By Tim McMahon, editor
I read quite a few books on investing strategy every year but one that sticks in my mind is by legendary investor and trader Larry Williams called The Right Stock at the Right Time. In it he outlines the monthly and yearly trends that can provide a basis for your overall investment strategy.
The monthly trend is basically the the average of all the January gains (or losses) then all the February, then March, etc. It is amazing to see how similar each month is from year to year. Of course not every January is the same as all other Januarys but understanding which are the typically weak months and which are the strong ones can help shape your buying and selling timing.
So today when I opened my email I was surprised to find a very similar chart from the good people at Chart of the Day.
You can see that there really is a correlation because if the monthly performance was truly random the highs would cancel out the lows and all of the months would be roughly the same. The average annual rate of return from January 1950 through December 2010 was 12.7% and from 1980 to 2010 it was 12.93%, so you would expect the average month to be around 1% if all months were equal. But instead we see a wide variation from month to month with some months averaging 2%+ (in a month) and other months averaging a 1% loss. That is a wide variation.
Here is what Chart of the Day had to say:
Today’s chart illustrates the Dow’s average performance for each calendar month since 1950 (blue columns and 1980 (gray columns). There are a few takeaways from today’s chart. For one, whether measuring from 1950 or 1980 — the average monthly gains are rather similar. Also, the average year can be divided into both a strong half (November through April) and weak half (May through October). Each one of these semi-annual biases has one calendar month which bucks the trend (February and July). So while the market is currently in the midst of its subpar half of the year, the one calendar month (July) which has tended to buck this trend has arrived.

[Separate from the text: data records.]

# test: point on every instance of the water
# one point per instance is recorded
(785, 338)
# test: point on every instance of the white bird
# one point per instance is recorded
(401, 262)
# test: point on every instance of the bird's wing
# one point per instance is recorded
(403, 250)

In addition to monthly trends Larry Williams also covers annual trends in his excellent book The Right Stock at the Right Time. This book received an average of 4 stars by readers at Amazon and I agree.
Here is what a couple of reviewers said,
“Williams also covers the best years of each decade to invest – fifth, eighth and ninth years. The consistency of these three years performance is 80% (positive returns in 8 out of 10 of those decade years.”
“I have over 300 books in my Investment Library,and this is one of the few I set aside as a reference.”